A história se repetiu, na Compensa, com José Roberto Fernandes, o “Zé Roberto da Compensa”. Outro chefe da FDN, que continua dando ordens mesmo preso no Complexo Penitenciário Anísio Jobim (Compaj), de onde João Branco está foragido.

Mortes na disputa por territórios

Atualmente a Família do Norte (FDN) é a maior facção criminosa do Amazonas, com ramificações em todas as zonas da cidade, municípios da Região Metropolitana e região de fronteira. A FDN tem ligação com o Comando Vermelho, do Rio de Janeiro, por meio do narcotraficante Luis Fernando da Costa, o “Fernandinho Beira-Mar”. Em 2009, ainda com o nome de Primeiro Comando do Norte (PCN), a FDN fez frente às ações repressoras das polícias Civil e Militar, além de frear o domínio do PCC.

Os traficantes José Roberto Fernandes o “Zé Roberto da Compensa”, o irmão dele Cloves Fernandes; João Pinto Carioca, o “João Branco”, e Gelson Carnaúba compraram armas de grosso calibre e tomaram áreas então comandadas pelo PCC.

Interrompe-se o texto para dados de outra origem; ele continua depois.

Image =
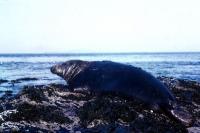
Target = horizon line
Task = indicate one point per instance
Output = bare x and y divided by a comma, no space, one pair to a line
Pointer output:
88,53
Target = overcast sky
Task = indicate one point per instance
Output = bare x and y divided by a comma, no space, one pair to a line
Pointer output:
29,26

Investigações da Depre dão conta de que os presos amazonenses que cumpriram pena no presídio federal de Campo Grande (MT) receberam de Fernandinho Beira-Mar instruções de como se organizar para combater a polícia e os rivais.

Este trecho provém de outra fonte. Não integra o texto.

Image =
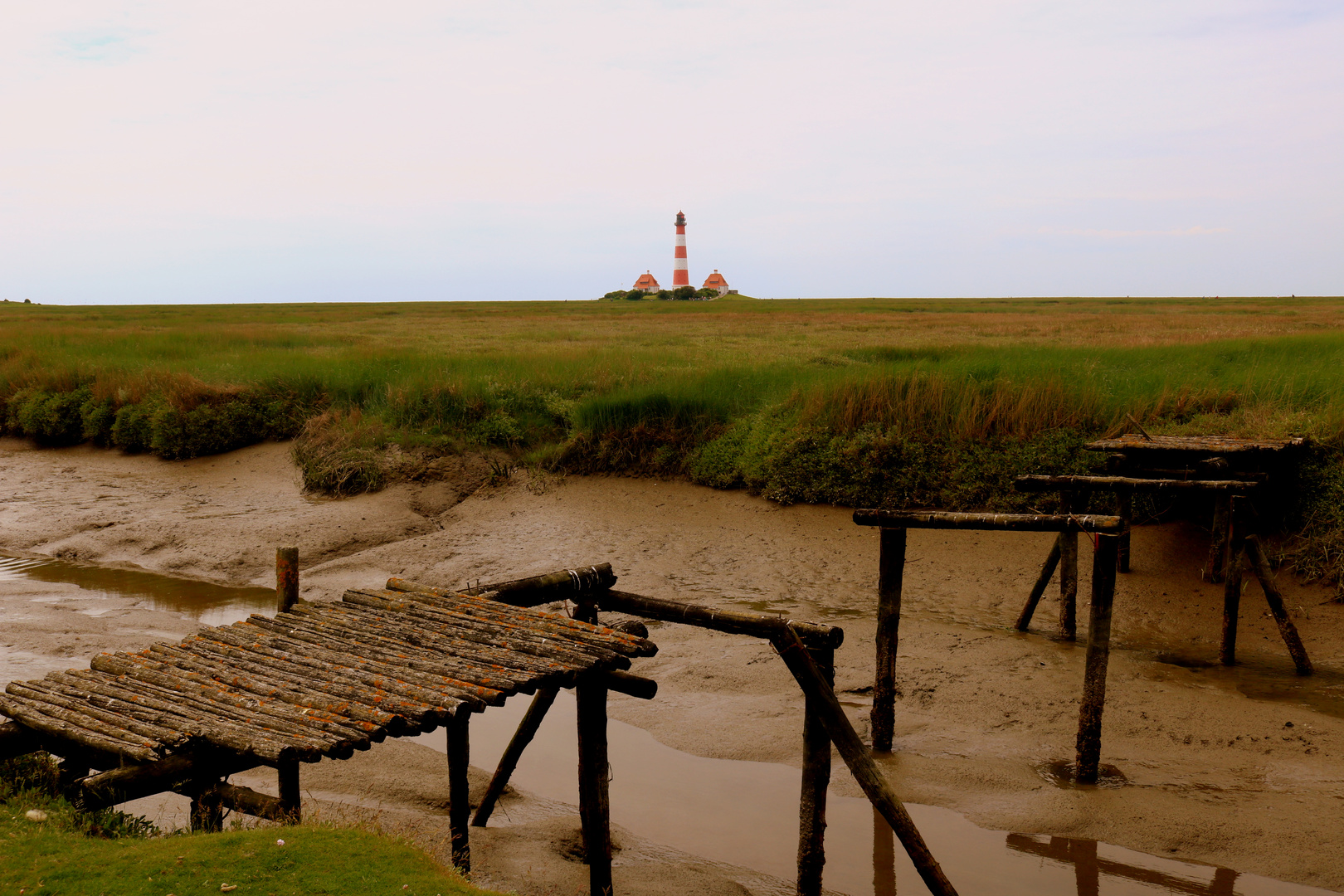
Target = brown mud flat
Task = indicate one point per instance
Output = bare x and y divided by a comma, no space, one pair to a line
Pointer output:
1237,767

Começou, então, uma série de homicídios, entre 2008 e 2010. Os traficantes da FDN passam a executar os rivais do PCC e tomar as “bocas”. Quem não aderia ao grupo era executado, geralmente com requintes de crueldade para servir de alerta. Vários traficantes foram mortos e seus corpos desovados na área do Tarumã, Zona Oeste.

Traficantes disputam zonas


Conforme dados da Delegacia Especializada na Prevenção e Repressão a Entorpecentes (Depre), Manaus está mapeada pelas facções, mas a disputa por territórios continua.

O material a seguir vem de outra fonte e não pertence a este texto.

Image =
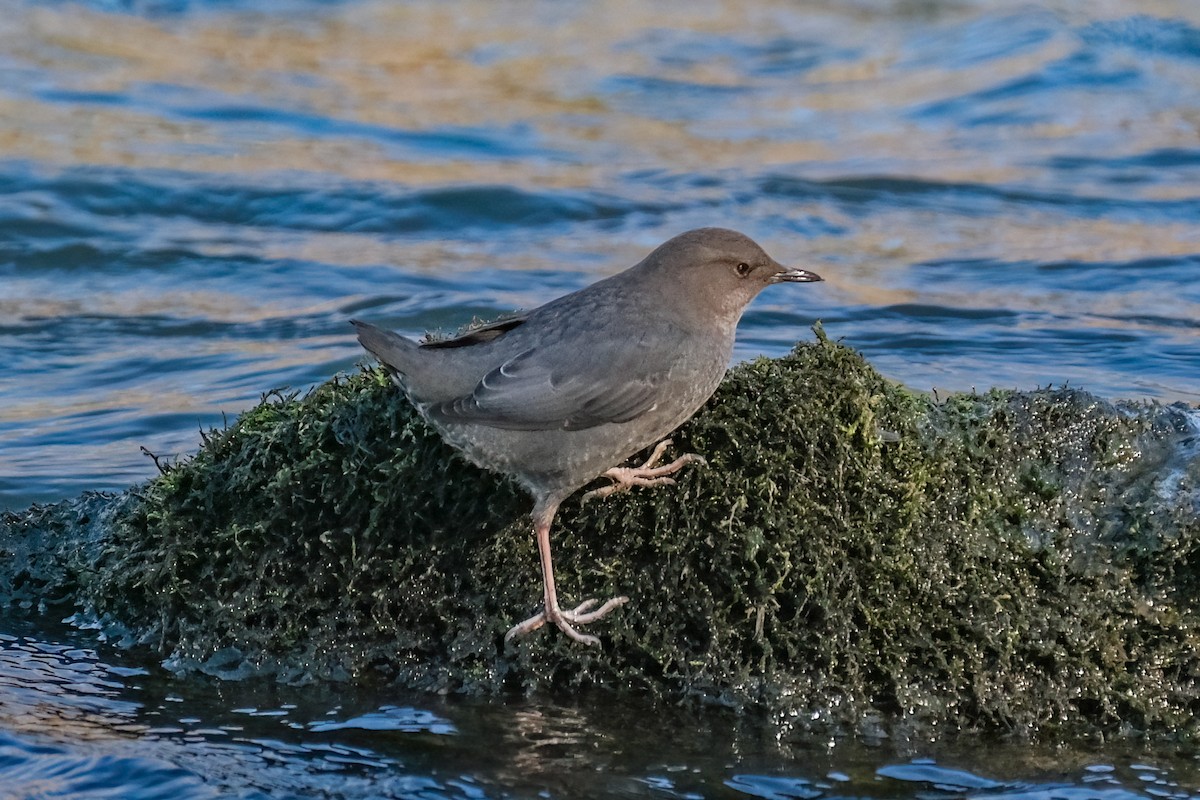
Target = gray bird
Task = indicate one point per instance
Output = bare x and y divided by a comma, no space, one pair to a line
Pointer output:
556,396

Na Zona Leste, os bairros do Coroado e Ouro Verde são comandados pelo traficante Ronarion Moreira Negreiros, preso no dia 24 de março como suspeito na morte do delegado Oscar Cardoso. Ele também coordena outros bairros.

A área do Novo Aleixo é comandada por Leonardo da Costa Andrade, o “Macaco”, que responde diretamente a Ronarion. Os irmãos Lenon Oliveira do Carmo, o “Bileno”, e Gileno Oliveira do Carmo, dominam o bairro Colônia Antônio Aleixo.

Na Zona Sul, os bairros Cachoeirinha, Raiz, Petrópolis, Japiim e Morro da Liberdade são comandadas por André Alves dos Santos, o “André Arapapá”. Área histórica do tráfico antes da chegada do Prosamim, a rua 13 de Maio, no bairro Colônia Oliveira Machado, está sob domínio de um traficante identificado pela polícia apenas por “Paulinho”.

Fábio Diego Mattos, o “Piu Piu”; Alessandro Barbosa da Fonseca, o “Alê”; Walderlan Arsênio de Melo, o “Wal”; Diegão, Joleardson, o “Giba”; e Dermilson Júlio Ferreira da Silva, o “Sassá”, também dominam áreas na Zona Sul.

A Zona Oeste tem como chefe do tráfico o “Zé Roberto da Compensa”, o irmão dele, Clóves Fernandes Barbosa, o “Clovinho”, “Maná” e “Igor”. Este último, irmão do Zé Roberto, casado com a Branca, filha da Mariona, da Panair. A Zona Norte é comandada por João Pinto Carioca, o “João Branco”, Deive, o “Gaúcho”, dentre outros.

O PCC atua no bairro Praça 14 e nos presídios de Manaus. Entre seus xarifes estão Andrei Chaves de Moura, o “Mourão” ou “Velho”, Ramson Albuqueque de Oliveira, o “Gogonha”, Rubens Júnior, o “Rubão”, Igor Trindade, Gilson Lúcio Lima Trindade, o “Pato”, e José Maria Cortaro.